AI Integration
:::info Source
Sourced from services/assessment-service/AI_INTEGRATION.md in the documentation repo.
:::
1. AI Capabilities
| Capability | Prompt ID | Classification |
|---|---|---|
| Generate quiz question from lesson content | assessment.quiz.generate | Limited-risk |
| Generate distractors (wrong answers) | assessment.quiz.distractors | Limited-risk |
| Rubric grading (open-ended responses) | assessment.rubric.grade | High-risk (EU AI Act) — requires human override |
| Branching scenario path suggestion | assessment.scenario.next | Limited-risk |
| Adaptive difficulty (M5+) | assessment.adaptive.select | Limited-risk |
All calls via AIClient port (F09).
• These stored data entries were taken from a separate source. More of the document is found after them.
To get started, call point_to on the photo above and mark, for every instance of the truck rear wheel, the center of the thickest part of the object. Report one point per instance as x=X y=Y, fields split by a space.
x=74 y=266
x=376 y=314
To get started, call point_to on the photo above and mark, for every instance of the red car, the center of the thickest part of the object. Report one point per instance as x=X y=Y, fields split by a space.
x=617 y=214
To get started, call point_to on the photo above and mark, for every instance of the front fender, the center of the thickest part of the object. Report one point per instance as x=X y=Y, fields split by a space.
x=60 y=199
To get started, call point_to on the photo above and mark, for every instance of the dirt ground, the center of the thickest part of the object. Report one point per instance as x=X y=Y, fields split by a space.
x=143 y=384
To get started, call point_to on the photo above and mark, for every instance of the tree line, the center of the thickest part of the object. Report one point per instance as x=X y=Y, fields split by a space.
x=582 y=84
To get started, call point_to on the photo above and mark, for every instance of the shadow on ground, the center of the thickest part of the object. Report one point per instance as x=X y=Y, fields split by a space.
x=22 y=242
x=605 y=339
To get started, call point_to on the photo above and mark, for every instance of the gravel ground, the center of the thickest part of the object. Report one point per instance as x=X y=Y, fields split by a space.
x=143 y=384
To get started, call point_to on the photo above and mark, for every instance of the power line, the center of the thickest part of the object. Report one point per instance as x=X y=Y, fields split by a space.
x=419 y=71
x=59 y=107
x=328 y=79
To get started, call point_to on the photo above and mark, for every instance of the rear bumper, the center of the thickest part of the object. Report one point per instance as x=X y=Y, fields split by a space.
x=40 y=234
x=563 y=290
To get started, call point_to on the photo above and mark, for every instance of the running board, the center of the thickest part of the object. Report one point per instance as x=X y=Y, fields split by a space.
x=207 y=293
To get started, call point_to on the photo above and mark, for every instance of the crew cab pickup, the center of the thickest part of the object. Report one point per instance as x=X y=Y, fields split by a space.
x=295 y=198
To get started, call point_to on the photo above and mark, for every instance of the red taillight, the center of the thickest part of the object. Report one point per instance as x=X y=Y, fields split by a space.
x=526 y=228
All artifacts carry AIProvenance.
2. Rubric Grading (High-Risk)
Per EU AI Act:
- Explicit human review path: AI grade shown; human reviewer confirms/overrides; override rate tracked per instructor.
- Confidence threshold: AI grade < 0.85 confidence → mandatory human review.
- Appeal: learners can dispute grade; routes to human reviewer with SLA.
- Bias monitoring: quarterly eval on demographic-parity + equalized-odds on consenting sample.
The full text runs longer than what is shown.